How ESSA Amplifies Support Professional Voices

Stephone AveryCustodian Stephone Avery’s job is so much more than keeping his school building clean. He’s a friendly, familiar face to all the students, always ready with a wide smile, a high five or a fist bump. He’s a reliable presence — a source of comfort and security, and also a joke or two for students and fellow educators.

His title is custodial maintenance supervisor, but his most important duties are mentor and role model.

“They know I love them, and that’s the glue of our relationship,” Avery says.

In fact, education support professionals (ESP) like Avery are the glue that holds a school and student body together. They’re with the students in the halls, in the school cafeteria, in the front office, and on the bus – where teachers and principals leave off, ESP step in to fill the gaps.

“We call ourselves ESP—education support professionals, and we support the whole child,” Avery says. “A child has to be healthy. They have to feel safe. The bus driver is the first one to see the child. Cafeteria workers are feeding the child. And many times, we have the flexibility in our schedule to really stop, sit down, and listen and give the kids eye-to-eye contact. Everybody that works in a school should be called, in some kind of way, educators.”

And now that critical role has been recognized by the new federal education law, the Every Child Succeeds Act (ESSA).

ESSA gives paraeducators, referred to as “paraprofessionals” in the bill, and “other staff,” which includes everyone from custodians and nurses to bus drivers and food service staff, a voice in key decision making and professional development opportunities.

ESSA Brings Opportunities for ESPs

Avery is a busy man. Not only is he head custodian at the Camden/ Fairview Intermediate School in Camden, Arkansas, he represents his district on the Arkansas Education Association (AEA) Board and on the ESP Advisory Committee.  He’s also his school’s association building rep, which is how he spread the word about how to create a school improvement plan for ESSA, and he served on the local leadership team that planned several events to inform the staff and community about the Arkansas plan for implementing ESSA.
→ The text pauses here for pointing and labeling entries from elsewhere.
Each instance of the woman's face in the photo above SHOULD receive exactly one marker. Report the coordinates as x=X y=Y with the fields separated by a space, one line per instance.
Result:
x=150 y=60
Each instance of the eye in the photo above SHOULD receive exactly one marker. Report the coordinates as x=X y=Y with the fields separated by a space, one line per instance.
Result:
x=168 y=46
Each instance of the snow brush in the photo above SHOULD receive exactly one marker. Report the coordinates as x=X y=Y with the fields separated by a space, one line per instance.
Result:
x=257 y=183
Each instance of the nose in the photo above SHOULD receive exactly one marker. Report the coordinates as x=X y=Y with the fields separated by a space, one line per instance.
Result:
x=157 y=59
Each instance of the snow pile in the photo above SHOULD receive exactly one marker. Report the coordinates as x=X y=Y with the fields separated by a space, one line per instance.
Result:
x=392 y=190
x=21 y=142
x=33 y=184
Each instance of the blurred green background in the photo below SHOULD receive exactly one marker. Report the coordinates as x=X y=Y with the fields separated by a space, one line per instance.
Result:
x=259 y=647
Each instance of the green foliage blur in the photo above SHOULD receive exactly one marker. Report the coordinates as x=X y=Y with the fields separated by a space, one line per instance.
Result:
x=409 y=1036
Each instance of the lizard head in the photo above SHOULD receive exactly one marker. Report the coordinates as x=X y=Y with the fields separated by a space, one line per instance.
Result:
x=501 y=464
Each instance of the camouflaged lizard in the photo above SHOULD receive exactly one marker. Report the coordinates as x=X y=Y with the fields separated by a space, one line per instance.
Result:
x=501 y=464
“At first I was a little skeptical, bracing myself for another law that focused on the test, but I soon saw that ESSA is different,” Avery says. “The new law changes how schools will be rated for success with many factors other than test scores.”

Avery grew up in Camden and went to college in Monroe, Louisiana on a football scholarship. A defensive back and running back, Avery helped lead the squad to a conference championship. That earned him a tryout with the Green Bay Packers. “I got to play in some preseason games before I got cut, so I have lots of football stories,” he says. “The kids ask me about it all the time.” Photo Courtesy of Arkansas Education Association.

Avery says ESSA recognizes the need to educate the whole child, which requires everyone who works at the school. ESSA says that school success is no longer solely dependent on a teacher whose students do well on a test.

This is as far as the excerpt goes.